I was able to replay a few of these packets and voila! I could see the scooter correspondingly change its max speed from very slow to fast!
Now it was time to see if I could send in something higher than what the app allowed.
I changed the value of the last byte to 0x19
(25 MPH), created a new little-endian CRC16/MODBUS for it (5e-f4
), and sent:
ab000ac2030610195ef4
In a cacaphony of sad trombones, however, the scooter would only go to about 15 MPH. It was at this point I remembered an oddity (bug?) the scooter has: the top speed number always represents KPH. (See this Reddit thread: HiBoy S2 Pro stuck at 12 MPH Max Speed : ElectricScooters (reddit.com)).
Setting the scooter to Metric and re-running a data capture for setting its speed to 25 KPH, I was able to capture a value of:
ab000a82030610195f3b
We still have 0x19
for speed, but now there is an 8
for the 7th byte rather than a c
. That is a change of one bit - almost certainly the flag for non-Metric.
I then prepared a series of these, leading all the way up to 38 KPH:
1 KPH: ab000a82030610015f31
5 KPH: ab000a82030610055eF2
15 KPH: ab000a820306100fdef5
25 KPH: ab000a82030610195f3b
30 KPH: ab000a820306101d5ef8
32 KPH: ab000a82030610209f29
35 KPH: ab000a8203061023df28
38 KPH: ab000a82030610261f2b
Speed Limited by Scooter Firmware
After sending them one by one, I am sorry to report that the scooter would max out at around 30 KPH even if the Bluetooth settings protocol told it to max out at 38. The scooter firmware simply ignores speeds outside of spec.
… But an Open / Hackable Future
Although this experiment ended up not bearing fruit when it came to increasing the scooter’s max speed, it did demonstrate that the protocol is open and hackable.

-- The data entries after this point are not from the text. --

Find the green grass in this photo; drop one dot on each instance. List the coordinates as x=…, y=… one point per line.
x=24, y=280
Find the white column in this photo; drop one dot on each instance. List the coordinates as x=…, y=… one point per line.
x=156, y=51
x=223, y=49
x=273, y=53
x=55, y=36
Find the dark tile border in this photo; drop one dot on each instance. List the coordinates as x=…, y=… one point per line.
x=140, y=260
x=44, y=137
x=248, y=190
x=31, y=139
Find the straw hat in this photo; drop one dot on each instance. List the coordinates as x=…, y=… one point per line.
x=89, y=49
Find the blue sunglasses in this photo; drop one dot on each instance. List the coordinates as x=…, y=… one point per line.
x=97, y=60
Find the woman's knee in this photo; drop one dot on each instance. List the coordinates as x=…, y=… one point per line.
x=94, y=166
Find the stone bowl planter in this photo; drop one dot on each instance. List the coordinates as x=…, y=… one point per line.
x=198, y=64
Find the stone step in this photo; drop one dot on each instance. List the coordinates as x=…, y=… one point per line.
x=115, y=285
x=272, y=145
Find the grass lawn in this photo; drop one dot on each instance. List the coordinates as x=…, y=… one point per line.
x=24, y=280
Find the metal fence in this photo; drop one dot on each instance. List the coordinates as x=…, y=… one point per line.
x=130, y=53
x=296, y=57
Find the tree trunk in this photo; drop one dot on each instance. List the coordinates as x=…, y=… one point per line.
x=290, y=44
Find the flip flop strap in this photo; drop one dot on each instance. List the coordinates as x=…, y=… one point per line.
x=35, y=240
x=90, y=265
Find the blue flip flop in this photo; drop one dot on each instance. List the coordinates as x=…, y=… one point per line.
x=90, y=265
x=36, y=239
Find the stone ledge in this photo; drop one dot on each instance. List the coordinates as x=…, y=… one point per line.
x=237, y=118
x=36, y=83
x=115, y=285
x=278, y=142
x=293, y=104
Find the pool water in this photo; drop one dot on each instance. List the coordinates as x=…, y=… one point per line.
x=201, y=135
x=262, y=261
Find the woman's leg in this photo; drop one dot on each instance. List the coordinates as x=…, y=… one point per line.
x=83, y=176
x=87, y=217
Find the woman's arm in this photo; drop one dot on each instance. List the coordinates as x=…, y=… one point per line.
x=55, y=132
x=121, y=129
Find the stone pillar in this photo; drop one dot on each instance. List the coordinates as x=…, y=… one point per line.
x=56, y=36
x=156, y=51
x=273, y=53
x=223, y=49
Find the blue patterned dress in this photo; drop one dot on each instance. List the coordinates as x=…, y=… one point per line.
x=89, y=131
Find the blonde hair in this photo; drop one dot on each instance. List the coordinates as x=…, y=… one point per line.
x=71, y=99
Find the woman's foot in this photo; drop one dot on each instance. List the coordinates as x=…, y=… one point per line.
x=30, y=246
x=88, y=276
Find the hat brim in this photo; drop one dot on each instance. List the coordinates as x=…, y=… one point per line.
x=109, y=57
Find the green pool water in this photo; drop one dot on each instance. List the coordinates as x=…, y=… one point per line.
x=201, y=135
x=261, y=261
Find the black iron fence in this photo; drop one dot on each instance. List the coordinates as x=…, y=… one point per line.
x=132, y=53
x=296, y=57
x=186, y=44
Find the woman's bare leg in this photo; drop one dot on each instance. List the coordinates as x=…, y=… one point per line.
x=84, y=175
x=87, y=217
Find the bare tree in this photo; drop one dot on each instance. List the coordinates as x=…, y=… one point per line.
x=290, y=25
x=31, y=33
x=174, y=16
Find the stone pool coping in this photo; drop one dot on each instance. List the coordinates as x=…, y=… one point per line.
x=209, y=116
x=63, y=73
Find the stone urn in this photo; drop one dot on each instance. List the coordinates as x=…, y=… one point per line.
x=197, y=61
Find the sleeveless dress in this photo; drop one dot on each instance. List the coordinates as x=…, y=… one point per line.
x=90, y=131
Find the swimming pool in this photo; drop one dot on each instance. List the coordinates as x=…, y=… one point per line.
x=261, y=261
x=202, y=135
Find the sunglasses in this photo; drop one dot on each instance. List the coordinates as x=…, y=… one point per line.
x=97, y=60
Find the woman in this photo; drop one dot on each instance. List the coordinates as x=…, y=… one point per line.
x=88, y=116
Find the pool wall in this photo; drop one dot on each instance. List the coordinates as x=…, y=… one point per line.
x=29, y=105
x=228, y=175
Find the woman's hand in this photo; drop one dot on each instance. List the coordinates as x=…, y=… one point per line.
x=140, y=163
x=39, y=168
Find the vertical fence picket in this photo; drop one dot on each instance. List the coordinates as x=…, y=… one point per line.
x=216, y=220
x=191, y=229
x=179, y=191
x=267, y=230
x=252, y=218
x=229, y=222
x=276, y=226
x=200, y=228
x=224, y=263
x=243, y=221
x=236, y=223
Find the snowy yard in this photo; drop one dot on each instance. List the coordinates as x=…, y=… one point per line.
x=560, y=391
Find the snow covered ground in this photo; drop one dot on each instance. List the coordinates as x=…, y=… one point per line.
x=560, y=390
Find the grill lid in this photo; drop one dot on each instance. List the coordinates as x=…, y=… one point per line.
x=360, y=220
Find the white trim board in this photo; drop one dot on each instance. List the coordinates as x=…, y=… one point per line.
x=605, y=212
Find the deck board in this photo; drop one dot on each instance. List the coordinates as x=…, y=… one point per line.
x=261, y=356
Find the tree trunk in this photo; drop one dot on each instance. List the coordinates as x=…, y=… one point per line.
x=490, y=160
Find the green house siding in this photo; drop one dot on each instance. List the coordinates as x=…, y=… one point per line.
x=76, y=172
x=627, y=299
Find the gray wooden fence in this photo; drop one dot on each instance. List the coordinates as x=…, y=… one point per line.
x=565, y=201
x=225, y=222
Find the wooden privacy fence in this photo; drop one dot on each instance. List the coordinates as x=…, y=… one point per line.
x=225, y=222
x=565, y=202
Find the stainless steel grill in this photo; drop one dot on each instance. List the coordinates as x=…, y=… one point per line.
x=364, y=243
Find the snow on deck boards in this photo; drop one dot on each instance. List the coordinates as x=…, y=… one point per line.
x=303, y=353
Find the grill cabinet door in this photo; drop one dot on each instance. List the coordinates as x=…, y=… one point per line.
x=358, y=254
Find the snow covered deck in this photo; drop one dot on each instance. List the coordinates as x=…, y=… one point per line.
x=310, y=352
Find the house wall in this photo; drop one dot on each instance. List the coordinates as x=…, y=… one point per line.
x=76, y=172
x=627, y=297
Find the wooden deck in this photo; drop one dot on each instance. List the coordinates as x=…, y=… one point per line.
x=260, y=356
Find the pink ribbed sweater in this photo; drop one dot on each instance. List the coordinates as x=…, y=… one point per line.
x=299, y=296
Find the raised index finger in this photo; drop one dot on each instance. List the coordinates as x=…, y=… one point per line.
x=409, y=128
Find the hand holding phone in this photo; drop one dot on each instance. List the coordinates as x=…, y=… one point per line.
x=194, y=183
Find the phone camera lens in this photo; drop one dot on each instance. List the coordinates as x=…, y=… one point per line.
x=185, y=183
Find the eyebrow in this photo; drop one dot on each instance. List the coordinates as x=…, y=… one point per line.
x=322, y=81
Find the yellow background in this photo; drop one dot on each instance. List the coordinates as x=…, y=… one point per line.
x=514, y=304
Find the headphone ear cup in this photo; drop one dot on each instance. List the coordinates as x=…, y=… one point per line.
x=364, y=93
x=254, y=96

If the Hiboy app ever goes to garbage, it would definitely be feasible to create a community one (like several that already exist) through a bit more experimentation with the protocol.
Notably, after downloading the APK for the app and sending it through an APK decompiler, you can see references in the source to Service Mileage and a couple of other interesting things. The official app doesn’t display the scooter’s total mileage although alternatives do. Perhaps other interesting features are available through the BTLE protocol still!